In [None]:
import numpy as np
import pandas as pd
# Import machine learning methods
from sklearn.tree import DecisionTreeClassifier, plot_tree
from sklearn.model_selection import train_test_split
import matplotlib.pyplot as plt
%matplotlib inline
import plotly.express as px
from sklearn.metrics import auc, roc_curve, RocCurveDisplay, f1_score, precision_score, \
                            recall_score, confusion_matrix, ConfusionMatrixDisplay, \
                            classification_report, precision_recall_fscore_support


In [None]:
np.random.seed(42)

In [None]:
download_required = True

if download_required:

    # Download processed data:
    address = 'https://raw.githubusercontent.com/MichaelAllen1966/' + \
                '1804_python_healthcare/master/titanic/data/processed_data.csv'

    data = pd.read_csv(address)

    # Create a data subfolder if one does not already exist
    import os
    data_directory ='../datasets/'
    if not os.path.exists(data_directory):
        os.makedirs(data_directory)

    # Save data
    data.to_csv(data_directory + 'processed_titanic_data.csv', index=False)

In [None]:
data = pd.read_csv('../datasets/processed_titanic_data.csv')
# Make all data 'float' type
data = data.astype(float)

In [None]:
data.head(10)

In [None]:
data.describe()

In [None]:
# Drop Passengerid (axis=1 indicates we are removing a column rather than a row)
# We drop passenger ID as it is not original data
# inplace=True means change the dataframe itself - don't create a copy with this column dropped

data.drop('PassengerId', inplace=True, axis=1)
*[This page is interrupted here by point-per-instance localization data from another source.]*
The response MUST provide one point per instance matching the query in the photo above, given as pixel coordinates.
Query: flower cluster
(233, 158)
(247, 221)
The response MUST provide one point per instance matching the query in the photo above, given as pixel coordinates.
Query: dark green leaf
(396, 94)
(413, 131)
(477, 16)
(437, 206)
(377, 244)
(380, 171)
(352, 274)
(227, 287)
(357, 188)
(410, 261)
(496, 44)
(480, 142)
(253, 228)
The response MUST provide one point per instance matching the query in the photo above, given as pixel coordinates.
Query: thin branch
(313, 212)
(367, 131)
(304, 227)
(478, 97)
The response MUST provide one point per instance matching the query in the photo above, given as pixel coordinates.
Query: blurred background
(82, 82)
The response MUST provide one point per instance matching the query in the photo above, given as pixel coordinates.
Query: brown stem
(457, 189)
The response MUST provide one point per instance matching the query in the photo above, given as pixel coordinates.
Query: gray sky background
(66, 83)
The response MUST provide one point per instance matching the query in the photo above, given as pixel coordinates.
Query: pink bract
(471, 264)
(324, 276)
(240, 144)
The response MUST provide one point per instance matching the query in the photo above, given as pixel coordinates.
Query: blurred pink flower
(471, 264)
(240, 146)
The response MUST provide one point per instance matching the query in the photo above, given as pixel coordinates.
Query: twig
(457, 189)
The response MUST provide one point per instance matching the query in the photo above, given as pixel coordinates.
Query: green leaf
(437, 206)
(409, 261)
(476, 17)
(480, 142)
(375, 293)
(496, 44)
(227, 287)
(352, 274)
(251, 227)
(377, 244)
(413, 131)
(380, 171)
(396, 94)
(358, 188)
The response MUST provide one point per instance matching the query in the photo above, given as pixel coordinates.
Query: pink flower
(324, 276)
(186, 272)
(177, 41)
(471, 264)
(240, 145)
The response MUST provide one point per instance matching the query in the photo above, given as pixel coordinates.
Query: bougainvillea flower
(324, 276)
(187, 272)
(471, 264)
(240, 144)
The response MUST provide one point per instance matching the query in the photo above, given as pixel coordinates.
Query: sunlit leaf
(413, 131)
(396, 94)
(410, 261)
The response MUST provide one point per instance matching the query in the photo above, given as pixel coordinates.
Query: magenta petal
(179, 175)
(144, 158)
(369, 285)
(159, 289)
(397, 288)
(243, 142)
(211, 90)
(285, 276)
## Divide into X (features) and y (labels)

In [None]:
X = data.drop('Survived',axis=1) # X = all 'data' except the 'survived' column
y = data['Survived'] # y = 'survived' column from 'data'

## Divide into training and tets sets

In [None]:
X_train, X_test, y_train, y_test = train_test_split(X, y, test_size = 0.25)

## Fit decision tree model

In [None]:
model = DecisionTreeClassifier() # Create a Decision Tree Model
model = model.fit(X_train,y_train) # Fit the model using our training data

## Predict values

In [None]:
# Predict training and test set labels
y_pred_train = model.predict(X_train)
y_pred_test = model.predict(X_test)

## Calculate accuracy

In [None]:
# The shorthand below says to check each predicted y value against the actual
# y value in the training data.  This gives a list of True and False values
# for each prediction, where True indicates the predicted value matches the
# actual value.  Then we take the mean of these Boolean values, which gives
# us a proportion (where if all values were True, the proportion would be 1.0)
# If you want to see why that works, just uncomment the following line of code
# to see what y_pred_train == y_train is doing.
# print (y_pred_train == y_train)
accuracy_train = np.mean(y_pred_train == y_train)
accuracy_test = np.mean(y_pred_test == y_test)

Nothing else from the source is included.